# Car hire



## oakisland (Aug 26, 2010)

Does anyone knows the cost of all inclusive, except gasoline, car rental in the malaga province, per week or per month?

Thank you,
oakisland


----------



## Stravinsky (Aug 12, 2007)

oakisland said:


> Does anyone knows the cost of all inclusive, except gasoline, car rental in the malaga province, per week or per month?
> 
> Thank you,
> oakisland


Thats a bit of an iopen ended question as it varies depending on time of year etc etc

However if you enter your requirements in here it might give you an idea of car hire costs in that region

Car Hire Malaga airport - VictoriaCars - Car hire at Malaga Airport


----------



## xicoalc (Apr 20, 2010)

oakisland said:


> Does anyone knows the cost of all inclusive, except gasoline, car rental in the malaga province, per week or per month?
> 
> Thank you,
> oakisland


I have used Goldcar (previously europa) a lot a few years ago before they rebranded, and fond them very good.
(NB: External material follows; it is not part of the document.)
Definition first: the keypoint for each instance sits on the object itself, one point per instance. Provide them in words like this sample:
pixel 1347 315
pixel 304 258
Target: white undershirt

They do malaga also
Alquiler de coches baratos GOLDCAR aeropuerto Alicante Mallorca Malaga con Goldcar Rental Europa. Alquiler de coches baratos Reus, Girona, Granada.


----------



## itsshreck (Mar 7, 2010)

Spain car hire with All Inclusive Prices, Spain car hire with 100% Peace of Mind, Car hire in Spain with No Hidden Costs!

i always use these people cheap and cheerful
just had (10 days ago) a brand new citroen berlingo economical spacious and multipurpose

8 days from alicante airport £128 +fuel bit of fafing at airport but well worth it

:car::car::car::car:


----------